I am blogging all of this stuff because I know there are lots of families out there who deal with such issues, but are too ashamed or guilty feeling to mention it. I, on the other hand, have n.o.t.h.i.n.g. to be ashamed or guilty about. My children were raised with the right moral values in a loving, upper middle class home with both of their parents doting on them from the first moment we laid eyes on them. They were expected to do chores, earn an allowance, get good grades, tell the truth, and be respectful.
Were we perfect parents?? NO. Did we make mistakes along the way?? YES. But we always did the best we could with the tools we had, and EVERYTHING we EVER have done has been for the benefit and wellbeing of our children. PERIOD. We could have retired by now if it wasn’t for all the money we’ve spent trying to get them the help they need. But it’s not about the money – it’s about the LOVE. We could have thrown up our hands and walked away a long time ago, but that is not who we are. And it is definitely not in line with the moral values we want them to understand and live by.
As for those who think we somehow did something that screwed them up: I REFUSE to allow anyone to make me feel like a bad parent or a low life because of my kids’ choices. I REFUSE to hide my “dirty laundry” in an effort to avoid offending anyone, including the miscreant kids who dirtied up the stuff to begin with! My husband and I live by, and taught our kids to live by what we call the headline test: If you would be embarrassed to have it splashed across the front page of the newspaper, then DON’T DO IT!

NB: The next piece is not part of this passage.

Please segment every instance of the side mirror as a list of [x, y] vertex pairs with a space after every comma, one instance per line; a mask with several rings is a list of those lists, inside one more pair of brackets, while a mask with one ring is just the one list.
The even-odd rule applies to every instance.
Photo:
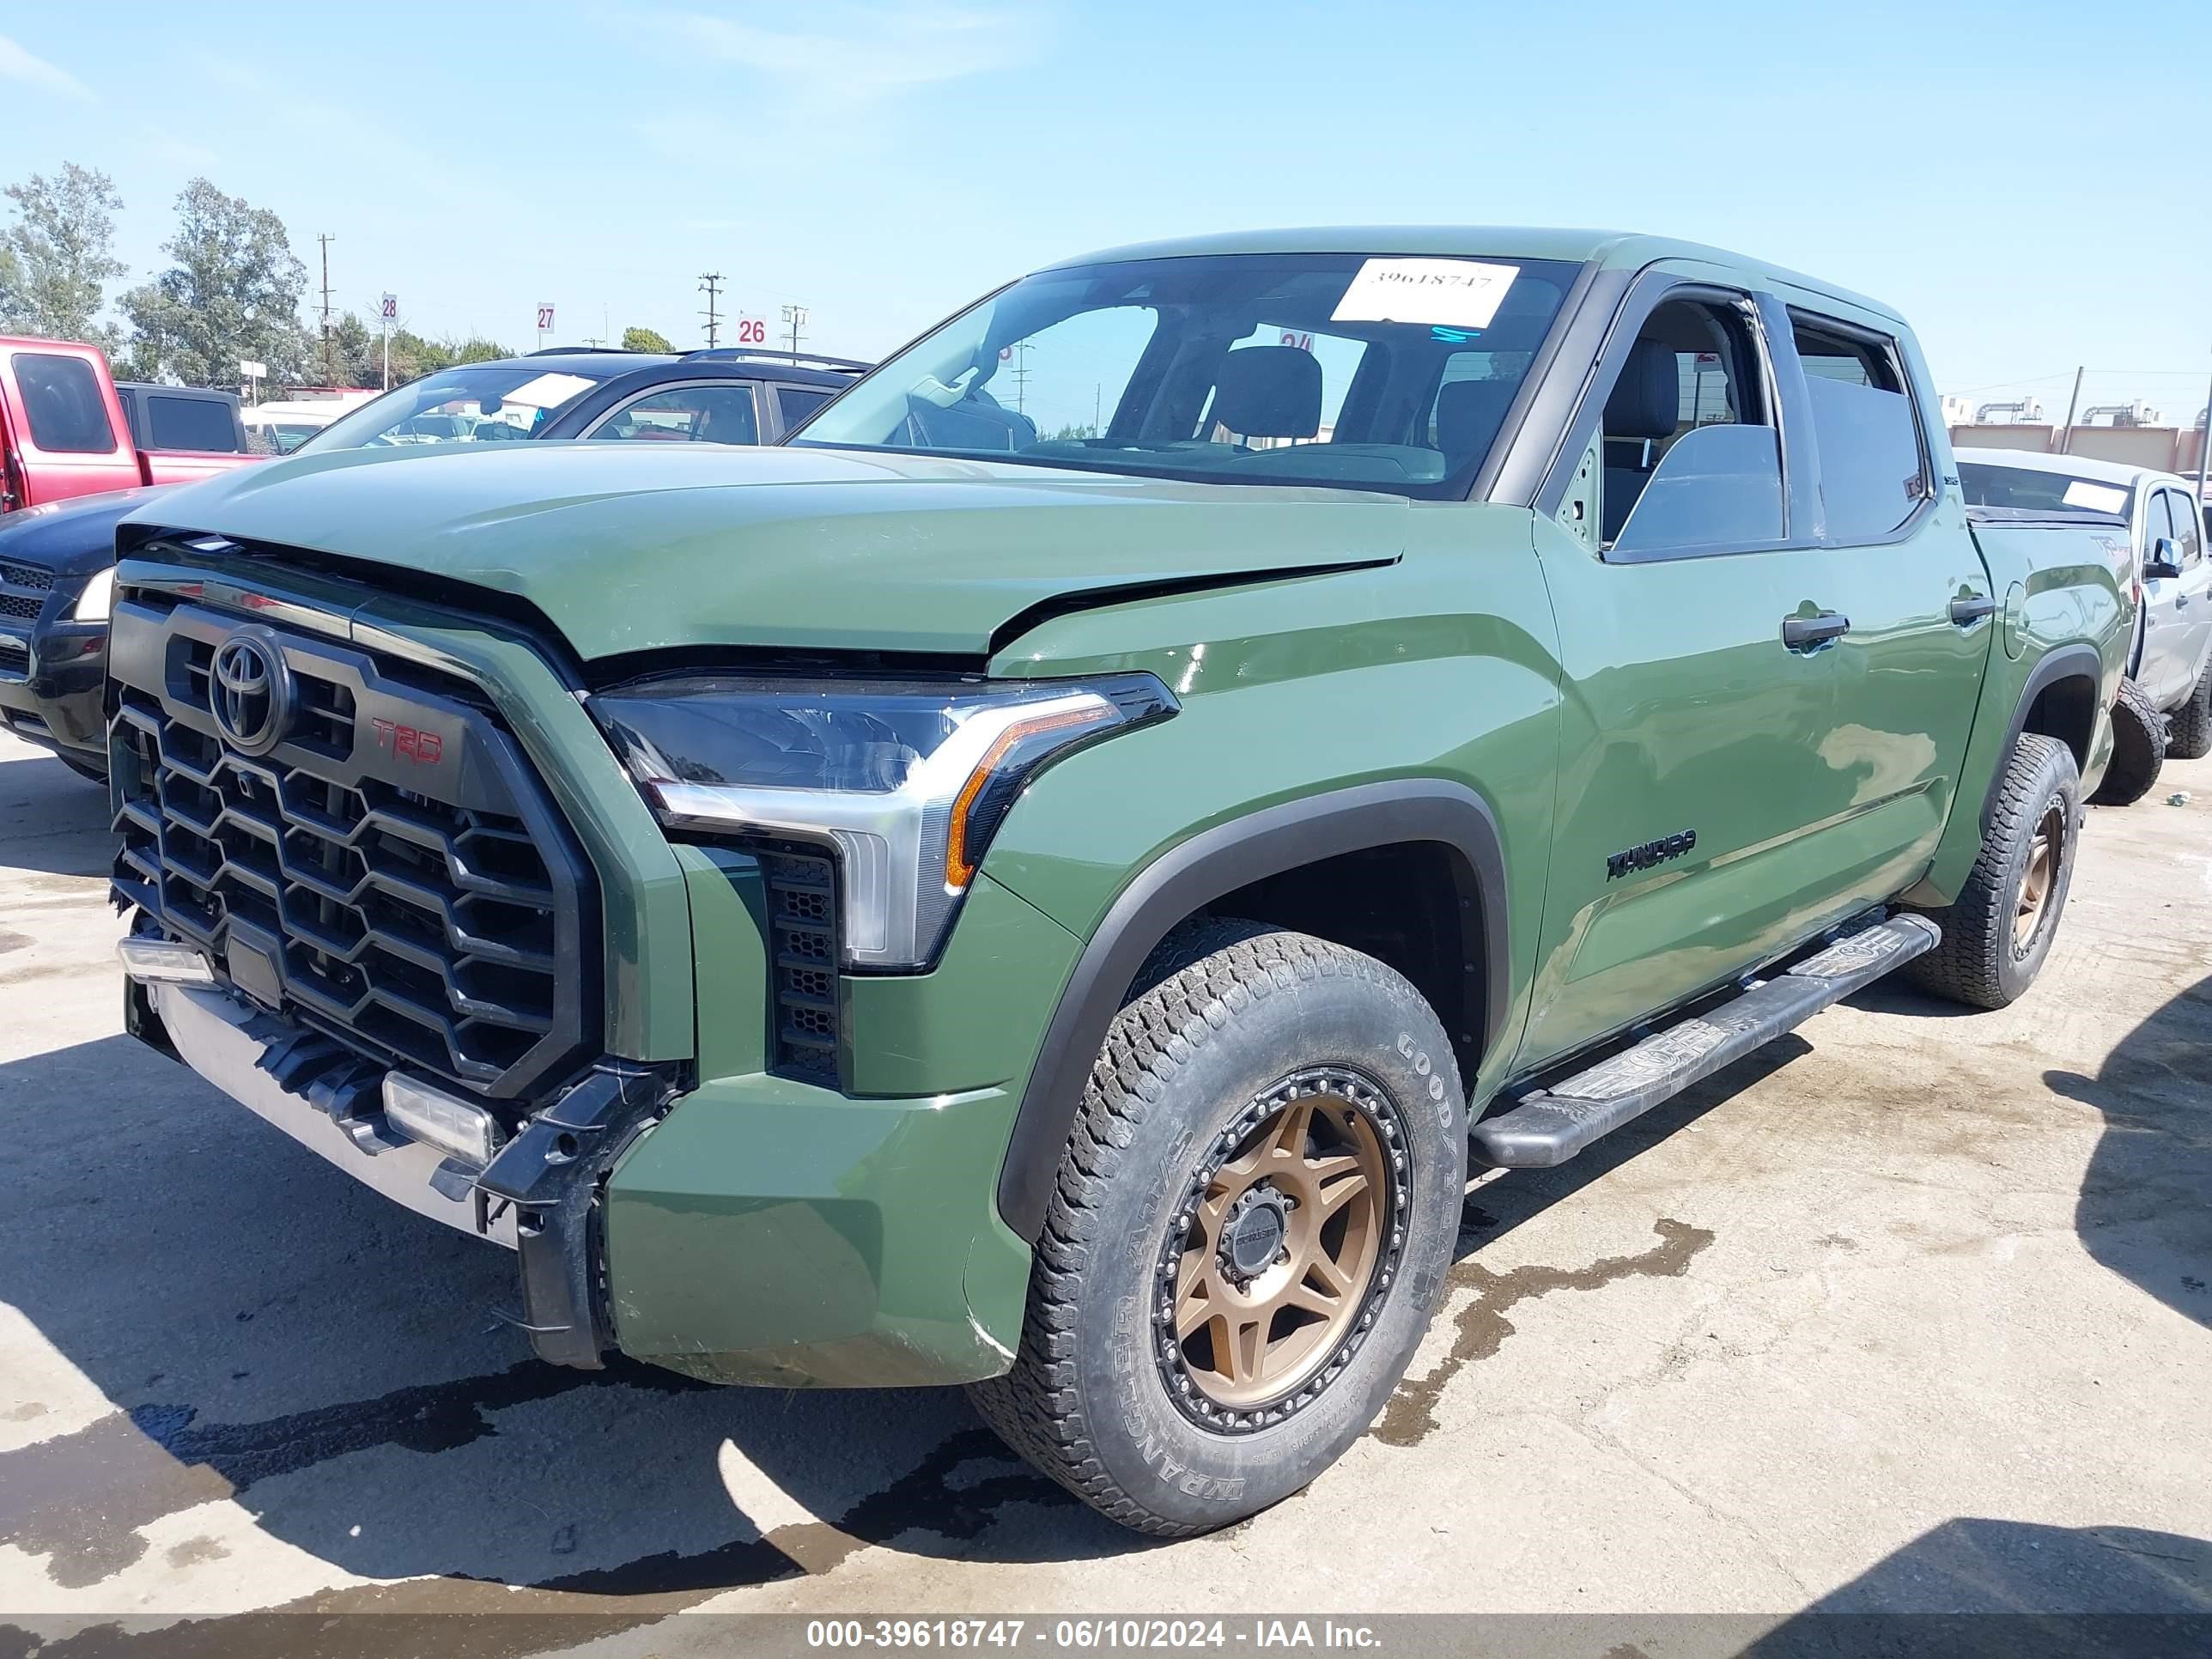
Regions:
[[2150, 556], [2143, 561], [2143, 580], [2155, 581], [2160, 576], [2181, 574], [2181, 551], [2173, 544], [2171, 536], [2160, 536], [2150, 544]]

If you are a parent with perfect children, get down on your knees and thank your creator that you were so awesomely blessed. If you are the parent of a child who, like ours, has spent a good part of life with his head stuck up the wrong part of his anatomy, take heart. If you know you did the best you could, then hang in there and believe that God is in control and things will eventually all balance out. If I didn’t have that to hang onto, I’d have to be locked up now. In a rubber room. With a nice clean white coat to help me hug myself to sleep.
Speaking of sleep – I’m going to bed and try not to have nightmares about what could be happening to my kids in places where I can’t protect them. A mother’s job, truly, never, never, ends!
As always – Peace and blessings, and sweet dreams.